CHAPLAIN candidates for the Royal Navy are to be interviewed differently from regular naval-officer applicants for the first time from September.
Candidates will take part in a modified version of the Admiralty Interview Board (AIB) that is tailored more towards members of the clergy. Currently, prospective chaplains take part in the same AIB as regular applicants, evaluating them on the same competencies.
The Chaplain Recruiter for the Royal Navy, the Revd Martin Evans, said earlier this month: “The new test will be looking for what makes a good padre rather than for the gifts and skills of regular officers.”
One example is that the leadership task would become a collaborative task, which Mr Evans called a “more appropriate way for a chaplain to behave”.
He said: “This is an impressive thing for the Navy to recognise, and to change this historic process. They put their complete trust in this.”
The first candidates will take part in the new interview process in September. Mr Evans explained: “One of the applicants has been on the previous AIB, and did not do very well; so the proof will be in the pudding, so to speak. It won’t be any easier, but I am hoping all four succeed.
“It is providing a fair platform on which they can evaluate clergy. It is not for every member of clergy: it is a very challenging post. We need them to be robust enough to cope at sea — there needs to be a good level of fitness, as well.”

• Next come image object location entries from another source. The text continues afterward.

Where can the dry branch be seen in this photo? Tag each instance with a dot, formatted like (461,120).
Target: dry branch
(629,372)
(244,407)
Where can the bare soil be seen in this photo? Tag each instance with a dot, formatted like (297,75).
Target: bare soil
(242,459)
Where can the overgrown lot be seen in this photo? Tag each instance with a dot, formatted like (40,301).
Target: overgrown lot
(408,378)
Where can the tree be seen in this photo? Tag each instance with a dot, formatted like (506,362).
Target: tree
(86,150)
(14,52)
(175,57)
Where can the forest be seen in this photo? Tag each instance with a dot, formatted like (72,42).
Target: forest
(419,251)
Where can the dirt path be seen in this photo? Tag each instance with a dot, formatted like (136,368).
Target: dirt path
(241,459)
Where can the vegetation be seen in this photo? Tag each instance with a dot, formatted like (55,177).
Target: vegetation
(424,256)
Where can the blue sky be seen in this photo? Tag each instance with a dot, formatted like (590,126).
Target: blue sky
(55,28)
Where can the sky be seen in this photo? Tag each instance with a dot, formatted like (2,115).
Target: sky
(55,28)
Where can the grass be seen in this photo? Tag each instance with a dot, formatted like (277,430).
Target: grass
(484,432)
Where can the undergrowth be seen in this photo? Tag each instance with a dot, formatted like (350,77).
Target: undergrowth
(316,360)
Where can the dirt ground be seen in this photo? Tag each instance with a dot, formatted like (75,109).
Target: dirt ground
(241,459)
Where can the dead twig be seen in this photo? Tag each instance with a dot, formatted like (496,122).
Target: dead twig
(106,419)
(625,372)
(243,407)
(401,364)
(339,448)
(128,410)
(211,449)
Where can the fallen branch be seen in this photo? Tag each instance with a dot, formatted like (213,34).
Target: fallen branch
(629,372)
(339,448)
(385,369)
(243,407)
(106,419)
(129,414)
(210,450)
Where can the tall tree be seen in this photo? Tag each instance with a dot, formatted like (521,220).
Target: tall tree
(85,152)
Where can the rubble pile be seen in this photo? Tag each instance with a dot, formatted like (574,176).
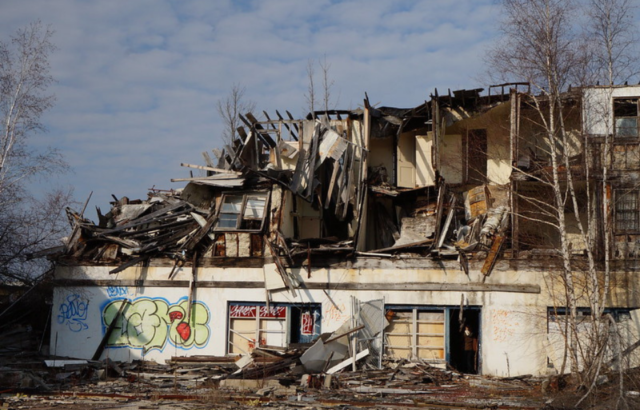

One reason for the change is a dearth of younger applicants for naval chaplaincies, which Mr Evans is seeking to change. “Once people are ordained and serve their curacy, they become very settled, quite often with a young family; so it is difficult to get them to apply. It is an awful lot to ask a young family man or woman to uproot.
“The answer is to get hold of them at theological college or in training. . . We have a marvellous selling-point in that we do it all.”
Mr Evans, in a 20-year career in the Royal Navy, has served at sea, on ships including HMS Ocean and HMS Ark Royal, at airbases including RNAS Yeovilton, and with the Royal Marines.
One advantage of the Naval Chaplaincy Service, Mr Evans said, is that “when we get people in, they tend to stay.”